I examine whether the mean proportion in each topic varies across school types. I find no evidence that this is the case.


Test scores

I examine whether there is a relationship between an elementary school’s performance in Key Stage 2 math exams (exams that students sit at the end of primary school) and topic proportions in the schools clubs. We might expect, for example, that schools with greater academic success would see a higher topic proportion for the corresponding topic. However, we see no evidence that this is the case.


Ofsted inspections

In addition to school test score being publicly reported, schools in England are subject to inspections by Ofsted. I explore whether there is a relationship between the grade a school was last assigned by Ofsted, and the topics discussed on their website.


It appears that schools getting the lowest grade mention inspections more. However, I do not read much into this result as closer examination reveals that very few schools fit into this category.



These results indicate that the topics discussed on school websites do not vary with the underlying performance of schools.

There are numerous possible explanations for these findings. It could be, of course, that the findings are erroneous. Possibly a different approach to clustering websites would yield different results. Likewise, perhaps the results would change if I were able to increase my sample size.

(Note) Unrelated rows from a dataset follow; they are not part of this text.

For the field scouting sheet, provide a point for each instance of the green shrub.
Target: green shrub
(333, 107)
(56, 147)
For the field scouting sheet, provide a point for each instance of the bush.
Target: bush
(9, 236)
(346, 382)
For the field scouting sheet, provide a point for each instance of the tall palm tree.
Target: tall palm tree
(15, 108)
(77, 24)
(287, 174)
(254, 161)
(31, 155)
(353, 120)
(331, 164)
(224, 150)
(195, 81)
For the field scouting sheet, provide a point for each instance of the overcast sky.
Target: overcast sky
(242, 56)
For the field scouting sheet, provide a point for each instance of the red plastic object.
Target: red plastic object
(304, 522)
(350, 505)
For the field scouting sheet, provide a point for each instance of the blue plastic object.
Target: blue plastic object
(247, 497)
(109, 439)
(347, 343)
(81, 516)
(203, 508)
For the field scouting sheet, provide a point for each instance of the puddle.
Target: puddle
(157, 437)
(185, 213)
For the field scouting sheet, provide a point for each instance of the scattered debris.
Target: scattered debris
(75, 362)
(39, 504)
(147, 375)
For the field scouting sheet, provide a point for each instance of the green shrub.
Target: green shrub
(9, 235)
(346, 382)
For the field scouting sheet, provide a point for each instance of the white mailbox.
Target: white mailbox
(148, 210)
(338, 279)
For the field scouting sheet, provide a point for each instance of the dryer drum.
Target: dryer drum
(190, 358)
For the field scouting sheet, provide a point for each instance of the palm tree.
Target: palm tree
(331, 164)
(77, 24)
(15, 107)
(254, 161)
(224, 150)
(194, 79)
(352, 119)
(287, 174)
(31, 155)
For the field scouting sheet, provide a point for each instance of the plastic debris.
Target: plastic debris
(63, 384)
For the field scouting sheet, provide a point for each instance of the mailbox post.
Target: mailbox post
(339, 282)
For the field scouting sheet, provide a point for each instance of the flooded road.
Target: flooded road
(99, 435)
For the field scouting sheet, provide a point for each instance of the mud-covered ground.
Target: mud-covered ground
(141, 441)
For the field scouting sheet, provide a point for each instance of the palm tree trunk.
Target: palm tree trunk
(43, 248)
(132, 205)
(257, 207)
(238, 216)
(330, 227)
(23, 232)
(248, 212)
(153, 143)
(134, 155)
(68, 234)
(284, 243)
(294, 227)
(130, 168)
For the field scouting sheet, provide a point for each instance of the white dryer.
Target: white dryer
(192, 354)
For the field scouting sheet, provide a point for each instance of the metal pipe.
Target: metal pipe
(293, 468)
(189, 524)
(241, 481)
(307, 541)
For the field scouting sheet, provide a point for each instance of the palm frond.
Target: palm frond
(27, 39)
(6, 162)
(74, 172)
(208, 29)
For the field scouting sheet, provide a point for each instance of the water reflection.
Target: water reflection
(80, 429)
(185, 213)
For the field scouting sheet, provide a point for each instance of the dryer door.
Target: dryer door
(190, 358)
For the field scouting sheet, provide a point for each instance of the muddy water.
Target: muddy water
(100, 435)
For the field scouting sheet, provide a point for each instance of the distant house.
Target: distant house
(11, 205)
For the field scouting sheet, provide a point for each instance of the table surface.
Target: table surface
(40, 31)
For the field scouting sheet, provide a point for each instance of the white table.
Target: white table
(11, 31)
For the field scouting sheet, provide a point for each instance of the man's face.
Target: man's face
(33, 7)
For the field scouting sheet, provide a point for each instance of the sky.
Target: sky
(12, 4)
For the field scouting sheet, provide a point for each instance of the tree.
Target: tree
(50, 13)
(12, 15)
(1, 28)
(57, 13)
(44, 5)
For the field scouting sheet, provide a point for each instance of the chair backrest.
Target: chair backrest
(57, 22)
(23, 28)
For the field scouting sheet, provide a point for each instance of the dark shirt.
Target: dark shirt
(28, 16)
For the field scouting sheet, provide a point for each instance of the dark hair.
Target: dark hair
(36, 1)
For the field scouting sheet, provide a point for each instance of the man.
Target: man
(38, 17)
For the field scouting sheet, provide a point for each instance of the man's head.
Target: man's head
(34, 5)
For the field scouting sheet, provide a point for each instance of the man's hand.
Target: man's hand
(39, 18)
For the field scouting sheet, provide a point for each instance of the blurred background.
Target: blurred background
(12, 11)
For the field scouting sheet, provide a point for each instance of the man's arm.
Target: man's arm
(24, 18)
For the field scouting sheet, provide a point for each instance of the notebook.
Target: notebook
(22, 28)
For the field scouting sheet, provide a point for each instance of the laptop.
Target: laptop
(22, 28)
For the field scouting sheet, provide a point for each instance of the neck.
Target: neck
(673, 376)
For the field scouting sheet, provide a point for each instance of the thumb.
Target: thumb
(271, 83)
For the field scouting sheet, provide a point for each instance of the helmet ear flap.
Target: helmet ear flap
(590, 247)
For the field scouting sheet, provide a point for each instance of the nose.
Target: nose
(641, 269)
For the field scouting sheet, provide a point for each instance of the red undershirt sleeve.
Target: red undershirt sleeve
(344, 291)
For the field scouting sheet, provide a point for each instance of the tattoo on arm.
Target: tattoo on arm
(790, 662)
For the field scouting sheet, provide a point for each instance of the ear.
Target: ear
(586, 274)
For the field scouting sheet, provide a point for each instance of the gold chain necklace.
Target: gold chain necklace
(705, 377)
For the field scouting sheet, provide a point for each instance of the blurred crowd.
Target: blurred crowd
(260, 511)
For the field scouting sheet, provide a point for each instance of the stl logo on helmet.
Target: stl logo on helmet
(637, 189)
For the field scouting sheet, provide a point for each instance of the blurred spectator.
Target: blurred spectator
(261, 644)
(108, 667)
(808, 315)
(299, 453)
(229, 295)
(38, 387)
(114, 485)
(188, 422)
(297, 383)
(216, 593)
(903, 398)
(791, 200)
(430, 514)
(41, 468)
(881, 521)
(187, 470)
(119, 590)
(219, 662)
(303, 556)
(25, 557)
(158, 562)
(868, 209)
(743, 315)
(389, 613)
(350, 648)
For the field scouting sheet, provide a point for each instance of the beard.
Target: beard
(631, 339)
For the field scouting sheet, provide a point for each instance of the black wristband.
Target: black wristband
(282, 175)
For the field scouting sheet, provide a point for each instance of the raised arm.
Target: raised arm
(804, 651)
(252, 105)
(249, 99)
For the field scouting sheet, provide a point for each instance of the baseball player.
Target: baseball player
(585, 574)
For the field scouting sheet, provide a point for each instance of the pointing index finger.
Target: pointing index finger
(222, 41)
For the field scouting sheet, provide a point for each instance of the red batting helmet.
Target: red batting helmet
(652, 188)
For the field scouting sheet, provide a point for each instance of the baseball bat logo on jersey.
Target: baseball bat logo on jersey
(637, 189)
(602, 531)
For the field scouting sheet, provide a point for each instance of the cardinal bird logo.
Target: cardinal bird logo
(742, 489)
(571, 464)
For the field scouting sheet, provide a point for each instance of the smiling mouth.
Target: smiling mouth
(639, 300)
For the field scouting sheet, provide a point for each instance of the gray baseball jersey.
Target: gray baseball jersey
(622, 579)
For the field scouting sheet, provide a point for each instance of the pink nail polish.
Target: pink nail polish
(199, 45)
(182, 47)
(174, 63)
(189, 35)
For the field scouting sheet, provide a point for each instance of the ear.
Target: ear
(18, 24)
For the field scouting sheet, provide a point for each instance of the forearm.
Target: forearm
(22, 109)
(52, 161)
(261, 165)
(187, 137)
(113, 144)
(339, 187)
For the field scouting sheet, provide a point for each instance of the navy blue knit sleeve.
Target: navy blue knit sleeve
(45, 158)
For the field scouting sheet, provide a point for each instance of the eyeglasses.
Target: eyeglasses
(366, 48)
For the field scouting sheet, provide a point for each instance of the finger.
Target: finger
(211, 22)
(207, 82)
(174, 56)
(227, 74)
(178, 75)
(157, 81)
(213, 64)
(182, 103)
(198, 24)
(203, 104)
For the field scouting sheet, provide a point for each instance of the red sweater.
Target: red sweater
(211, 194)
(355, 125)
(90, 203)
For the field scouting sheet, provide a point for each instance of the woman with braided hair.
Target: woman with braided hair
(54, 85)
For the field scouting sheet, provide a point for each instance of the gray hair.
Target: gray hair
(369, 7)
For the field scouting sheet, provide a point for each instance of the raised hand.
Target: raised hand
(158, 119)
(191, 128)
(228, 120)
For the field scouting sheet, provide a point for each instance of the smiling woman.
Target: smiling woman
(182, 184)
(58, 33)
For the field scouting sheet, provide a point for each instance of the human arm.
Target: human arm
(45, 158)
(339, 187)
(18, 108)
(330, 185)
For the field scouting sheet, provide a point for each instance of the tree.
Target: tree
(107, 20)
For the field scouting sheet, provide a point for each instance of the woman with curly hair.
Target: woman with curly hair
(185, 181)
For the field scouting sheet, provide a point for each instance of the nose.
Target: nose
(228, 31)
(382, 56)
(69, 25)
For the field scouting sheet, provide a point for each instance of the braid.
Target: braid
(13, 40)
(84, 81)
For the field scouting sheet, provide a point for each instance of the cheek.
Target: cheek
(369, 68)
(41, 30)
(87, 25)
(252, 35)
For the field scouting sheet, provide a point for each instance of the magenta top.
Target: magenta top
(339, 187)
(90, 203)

These findings, if we accept them, are also consistent with information unravelling. Even schools that perform poorly academically still mention academics, for example, because it will look bad if they do not.

But particular contextual factors, rather than information unravelling, may also explain these findings. For example, test score results and Ofsted inspection grades are so widely available that schools may have little incentive to bury them.

The key takeaway for now, however, is that parents can broadly take school websites at face value. If a school fails to mention its test results, parents should not take this as an indication that its test results are likely to be bad. School websites may well, therefore, be a useful tool for parents searching for schools.